# Chatfield



## Bulldozer (Jul 31, 2003)

Did anybody see anything happen at Chatfield this afternoon (Friday)? My wife drove by and saw a group of cyclists and emergency vehicles. I hope everyone is safe.


----------



## Mootsie (Feb 4, 2004)

http://www.denverpost.com/breakingnews/ci_11862563


----------



## DrRoebuck (May 10, 2004)

Barry Gutierrez, the former colleague they quoted in the story, is an old friend of mine (almost 20 years). I found out about this on his Facebook page and have been following it since, but I haven't found out any details of the accident.

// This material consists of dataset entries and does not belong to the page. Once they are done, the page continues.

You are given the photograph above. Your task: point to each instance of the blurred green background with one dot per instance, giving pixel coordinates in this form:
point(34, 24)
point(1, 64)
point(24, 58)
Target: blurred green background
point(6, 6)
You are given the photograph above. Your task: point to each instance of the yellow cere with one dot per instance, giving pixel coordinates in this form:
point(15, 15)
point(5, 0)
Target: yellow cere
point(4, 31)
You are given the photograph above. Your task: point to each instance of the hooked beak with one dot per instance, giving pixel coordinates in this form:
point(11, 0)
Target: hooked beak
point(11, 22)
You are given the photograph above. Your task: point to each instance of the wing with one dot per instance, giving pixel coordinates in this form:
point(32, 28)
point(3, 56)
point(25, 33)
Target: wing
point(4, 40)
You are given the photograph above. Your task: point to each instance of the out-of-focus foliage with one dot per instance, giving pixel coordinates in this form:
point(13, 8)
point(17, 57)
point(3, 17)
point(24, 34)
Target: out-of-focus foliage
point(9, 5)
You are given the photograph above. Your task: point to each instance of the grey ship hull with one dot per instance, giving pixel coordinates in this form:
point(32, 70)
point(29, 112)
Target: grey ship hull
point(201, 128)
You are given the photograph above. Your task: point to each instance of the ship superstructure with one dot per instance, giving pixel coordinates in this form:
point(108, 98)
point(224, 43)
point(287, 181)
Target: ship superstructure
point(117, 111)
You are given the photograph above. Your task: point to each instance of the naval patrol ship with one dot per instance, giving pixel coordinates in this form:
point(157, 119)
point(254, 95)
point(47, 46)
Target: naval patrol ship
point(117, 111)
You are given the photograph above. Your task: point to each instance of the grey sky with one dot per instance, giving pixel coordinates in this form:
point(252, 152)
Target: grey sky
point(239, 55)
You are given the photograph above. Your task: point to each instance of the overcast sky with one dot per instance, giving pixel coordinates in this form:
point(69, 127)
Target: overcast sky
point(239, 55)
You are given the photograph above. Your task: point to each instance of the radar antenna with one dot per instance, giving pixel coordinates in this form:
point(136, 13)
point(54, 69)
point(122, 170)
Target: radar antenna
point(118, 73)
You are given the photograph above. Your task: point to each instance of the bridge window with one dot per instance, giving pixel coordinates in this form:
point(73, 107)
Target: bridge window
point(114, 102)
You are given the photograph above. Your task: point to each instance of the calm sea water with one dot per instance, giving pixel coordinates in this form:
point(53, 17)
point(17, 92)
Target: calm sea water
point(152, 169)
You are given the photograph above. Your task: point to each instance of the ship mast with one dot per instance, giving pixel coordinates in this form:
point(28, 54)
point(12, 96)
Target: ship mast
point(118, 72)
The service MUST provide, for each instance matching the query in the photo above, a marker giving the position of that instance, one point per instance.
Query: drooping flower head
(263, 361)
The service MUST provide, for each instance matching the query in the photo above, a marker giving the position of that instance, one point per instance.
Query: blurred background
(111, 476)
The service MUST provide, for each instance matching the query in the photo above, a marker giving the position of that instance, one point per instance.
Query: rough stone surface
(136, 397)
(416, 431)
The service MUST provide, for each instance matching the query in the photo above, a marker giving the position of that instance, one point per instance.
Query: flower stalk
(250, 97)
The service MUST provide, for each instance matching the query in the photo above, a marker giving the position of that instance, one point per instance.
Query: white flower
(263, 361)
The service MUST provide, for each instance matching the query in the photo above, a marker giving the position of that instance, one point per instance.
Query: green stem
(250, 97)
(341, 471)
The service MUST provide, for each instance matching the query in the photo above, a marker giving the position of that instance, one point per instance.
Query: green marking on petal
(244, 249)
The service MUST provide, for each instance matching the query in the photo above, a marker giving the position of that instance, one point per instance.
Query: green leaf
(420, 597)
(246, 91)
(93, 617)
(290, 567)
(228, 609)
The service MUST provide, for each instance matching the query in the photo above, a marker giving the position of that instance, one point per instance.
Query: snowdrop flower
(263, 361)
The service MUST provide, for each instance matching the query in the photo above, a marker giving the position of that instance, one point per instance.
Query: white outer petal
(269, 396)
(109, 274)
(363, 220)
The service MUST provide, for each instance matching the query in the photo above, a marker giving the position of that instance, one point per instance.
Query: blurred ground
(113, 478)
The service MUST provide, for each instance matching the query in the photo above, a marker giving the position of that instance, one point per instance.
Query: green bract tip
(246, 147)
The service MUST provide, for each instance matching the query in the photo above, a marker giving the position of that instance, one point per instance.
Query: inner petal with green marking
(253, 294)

From what I've read, he was wearing a helmet, which cracked in half on impact, but didn't have any brain trauma.

They created a FB group for him.


----------



## PDex (Mar 23, 2004)

*Passed away*

Rocky writer James Meadow dies

James Meadow, a longtime Rocky Mountain News reporter known for his precise writing and ready smile, died Sunday afternoon after suffering serious injuries in a bicycle accident.

Meadow is survived by his wife, Julie, daughter, Myranda and many colleagues in Denver journalism. 

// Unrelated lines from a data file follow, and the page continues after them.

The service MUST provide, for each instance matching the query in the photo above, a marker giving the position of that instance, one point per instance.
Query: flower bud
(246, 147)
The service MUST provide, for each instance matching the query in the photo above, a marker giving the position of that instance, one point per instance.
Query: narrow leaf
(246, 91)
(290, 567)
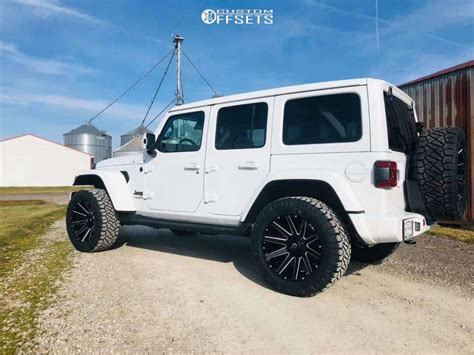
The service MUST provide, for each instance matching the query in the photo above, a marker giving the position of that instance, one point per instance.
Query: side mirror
(149, 143)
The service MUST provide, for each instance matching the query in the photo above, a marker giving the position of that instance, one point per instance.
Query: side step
(242, 229)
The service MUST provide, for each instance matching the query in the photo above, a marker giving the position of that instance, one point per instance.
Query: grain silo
(89, 139)
(137, 132)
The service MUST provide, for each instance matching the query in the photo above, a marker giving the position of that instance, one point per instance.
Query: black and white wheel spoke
(277, 253)
(292, 248)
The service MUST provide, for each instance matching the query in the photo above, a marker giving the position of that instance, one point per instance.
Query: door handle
(248, 165)
(191, 167)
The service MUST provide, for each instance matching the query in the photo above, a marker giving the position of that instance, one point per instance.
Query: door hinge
(210, 168)
(147, 195)
(147, 169)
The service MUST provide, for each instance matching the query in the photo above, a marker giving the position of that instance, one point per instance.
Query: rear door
(238, 154)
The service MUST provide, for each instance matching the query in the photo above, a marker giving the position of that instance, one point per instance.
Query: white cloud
(9, 51)
(54, 8)
(85, 107)
(422, 21)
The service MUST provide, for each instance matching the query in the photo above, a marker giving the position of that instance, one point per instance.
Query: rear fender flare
(113, 182)
(338, 182)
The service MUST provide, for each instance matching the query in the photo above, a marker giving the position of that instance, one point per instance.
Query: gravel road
(158, 292)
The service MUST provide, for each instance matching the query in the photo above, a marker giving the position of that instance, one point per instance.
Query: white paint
(33, 161)
(222, 186)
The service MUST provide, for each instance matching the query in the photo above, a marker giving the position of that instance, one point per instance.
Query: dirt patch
(162, 293)
(439, 261)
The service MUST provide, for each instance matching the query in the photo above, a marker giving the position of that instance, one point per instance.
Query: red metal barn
(445, 99)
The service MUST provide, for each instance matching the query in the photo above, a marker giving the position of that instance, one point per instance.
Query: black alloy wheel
(300, 246)
(292, 247)
(82, 221)
(91, 220)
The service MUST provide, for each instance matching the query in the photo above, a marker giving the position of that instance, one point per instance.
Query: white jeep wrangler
(312, 173)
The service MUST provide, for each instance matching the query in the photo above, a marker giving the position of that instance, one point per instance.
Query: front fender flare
(114, 183)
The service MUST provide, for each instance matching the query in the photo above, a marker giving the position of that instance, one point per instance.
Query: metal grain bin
(89, 139)
(446, 99)
(137, 132)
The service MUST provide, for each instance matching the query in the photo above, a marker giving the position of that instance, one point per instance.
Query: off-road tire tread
(110, 223)
(338, 262)
(435, 171)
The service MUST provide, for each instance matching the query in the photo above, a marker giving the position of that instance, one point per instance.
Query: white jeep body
(224, 189)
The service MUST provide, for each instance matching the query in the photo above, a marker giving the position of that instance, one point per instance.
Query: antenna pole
(178, 40)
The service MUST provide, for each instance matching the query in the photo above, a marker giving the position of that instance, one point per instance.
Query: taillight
(385, 174)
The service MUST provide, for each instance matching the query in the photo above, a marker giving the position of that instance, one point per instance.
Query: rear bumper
(389, 228)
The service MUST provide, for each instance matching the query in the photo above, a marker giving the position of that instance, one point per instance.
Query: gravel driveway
(158, 292)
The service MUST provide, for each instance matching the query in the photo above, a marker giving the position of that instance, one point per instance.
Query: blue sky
(61, 61)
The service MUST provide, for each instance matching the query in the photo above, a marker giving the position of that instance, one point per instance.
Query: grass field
(39, 190)
(465, 235)
(30, 265)
(21, 224)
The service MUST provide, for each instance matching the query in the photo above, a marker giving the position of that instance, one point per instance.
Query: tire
(373, 254)
(181, 232)
(91, 221)
(326, 249)
(440, 168)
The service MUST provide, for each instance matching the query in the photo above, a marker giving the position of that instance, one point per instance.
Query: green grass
(6, 203)
(20, 227)
(39, 190)
(464, 235)
(31, 293)
(30, 266)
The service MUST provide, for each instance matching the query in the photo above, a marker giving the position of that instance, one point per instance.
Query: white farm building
(29, 160)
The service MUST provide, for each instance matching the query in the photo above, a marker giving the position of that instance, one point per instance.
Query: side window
(401, 125)
(182, 133)
(242, 127)
(322, 119)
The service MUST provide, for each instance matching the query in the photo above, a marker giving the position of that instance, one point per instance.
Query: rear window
(401, 124)
(322, 119)
(242, 126)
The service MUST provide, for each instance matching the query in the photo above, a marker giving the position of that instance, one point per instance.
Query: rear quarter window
(322, 119)
(401, 124)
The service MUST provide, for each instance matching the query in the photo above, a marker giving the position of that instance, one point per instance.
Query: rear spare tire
(440, 168)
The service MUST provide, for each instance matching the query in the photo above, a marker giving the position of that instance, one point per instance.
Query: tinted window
(182, 133)
(242, 127)
(322, 119)
(401, 126)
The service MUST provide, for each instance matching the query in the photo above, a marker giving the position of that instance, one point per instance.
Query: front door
(238, 154)
(174, 179)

http://www.denverpost.com/breakingnews/ci_11868526


Not much info, ironically, for a reporter's death.


----------



## ProudDaddy (Apr 19, 2006)

First off, my prayers go out to the Meadows family and friends.

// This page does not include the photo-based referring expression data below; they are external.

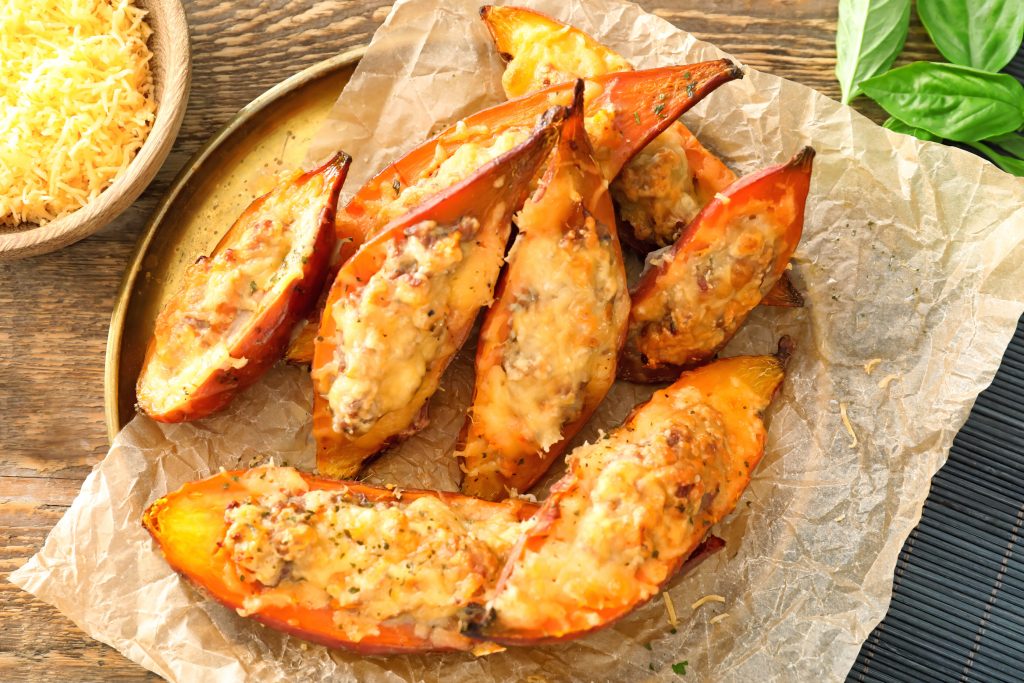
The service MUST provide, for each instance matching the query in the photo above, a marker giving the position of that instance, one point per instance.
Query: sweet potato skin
(264, 342)
(188, 526)
(491, 196)
(737, 390)
(666, 336)
(541, 50)
(568, 224)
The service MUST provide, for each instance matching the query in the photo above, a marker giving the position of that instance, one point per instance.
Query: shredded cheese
(884, 382)
(670, 608)
(706, 599)
(849, 427)
(76, 102)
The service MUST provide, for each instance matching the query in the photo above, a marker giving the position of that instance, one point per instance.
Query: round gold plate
(236, 166)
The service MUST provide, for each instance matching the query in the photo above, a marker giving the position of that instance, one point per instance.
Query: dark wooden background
(54, 309)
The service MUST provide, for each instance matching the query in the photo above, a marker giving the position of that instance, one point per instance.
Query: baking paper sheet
(912, 264)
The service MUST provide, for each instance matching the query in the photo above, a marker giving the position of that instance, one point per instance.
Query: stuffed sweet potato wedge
(233, 314)
(665, 185)
(615, 121)
(339, 563)
(634, 505)
(695, 296)
(547, 350)
(400, 308)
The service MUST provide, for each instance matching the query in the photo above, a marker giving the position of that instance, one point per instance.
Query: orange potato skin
(627, 92)
(783, 187)
(764, 375)
(572, 171)
(339, 455)
(198, 556)
(265, 343)
(710, 175)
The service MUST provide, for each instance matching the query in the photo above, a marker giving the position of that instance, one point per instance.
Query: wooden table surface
(54, 309)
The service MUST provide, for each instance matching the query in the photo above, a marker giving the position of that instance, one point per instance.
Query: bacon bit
(849, 427)
(670, 609)
(884, 382)
(706, 599)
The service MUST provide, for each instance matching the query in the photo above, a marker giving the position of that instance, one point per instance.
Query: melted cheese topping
(702, 295)
(472, 148)
(223, 295)
(633, 506)
(395, 327)
(547, 53)
(568, 301)
(655, 191)
(76, 102)
(421, 560)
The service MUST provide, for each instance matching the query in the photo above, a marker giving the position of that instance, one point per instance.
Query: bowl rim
(167, 18)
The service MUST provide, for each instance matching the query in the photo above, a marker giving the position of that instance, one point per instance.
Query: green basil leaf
(983, 34)
(900, 127)
(1008, 164)
(869, 36)
(955, 102)
(1012, 142)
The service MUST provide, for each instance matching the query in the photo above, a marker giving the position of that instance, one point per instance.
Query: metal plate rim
(112, 361)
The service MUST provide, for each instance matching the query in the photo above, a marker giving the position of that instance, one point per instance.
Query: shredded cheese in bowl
(76, 102)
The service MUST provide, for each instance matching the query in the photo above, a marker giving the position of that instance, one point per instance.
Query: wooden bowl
(171, 67)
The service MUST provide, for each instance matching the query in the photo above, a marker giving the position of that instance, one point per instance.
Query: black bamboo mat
(957, 608)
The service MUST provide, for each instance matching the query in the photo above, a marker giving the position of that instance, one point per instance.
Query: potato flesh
(223, 295)
(657, 191)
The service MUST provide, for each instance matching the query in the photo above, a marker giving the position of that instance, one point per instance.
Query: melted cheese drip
(393, 329)
(639, 501)
(370, 562)
(704, 295)
(223, 294)
(76, 102)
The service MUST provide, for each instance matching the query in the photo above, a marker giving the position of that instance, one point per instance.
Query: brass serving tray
(237, 165)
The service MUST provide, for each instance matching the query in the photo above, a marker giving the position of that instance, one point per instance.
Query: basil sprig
(983, 34)
(965, 101)
(869, 38)
(955, 102)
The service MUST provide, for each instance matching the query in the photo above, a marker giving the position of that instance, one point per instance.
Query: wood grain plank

On the news last night they had a brief "memory" story for James Meadows. All they really said concerning the cause of death was that he died as a result of a bicycle accident at Chatfield. I think it would be beneficial to the cycling community if someone who was there (or knows) could post how the accident happened. As many of us ride through Chatfield on a frequent basis, any information to avoid a similar accident in the future would certainly be helpful and appreciated.


----------



## BKRyan (Apr 15, 2008)

Here is another article regarding the accident. They mention in the article that he had a heart attack.

http://cbs4denver.com/local/James.Meadow.Rocky.2.953774.html


----------



## Bulldozer (Jul 31, 2003)

Damn. Thanks for the links.


----------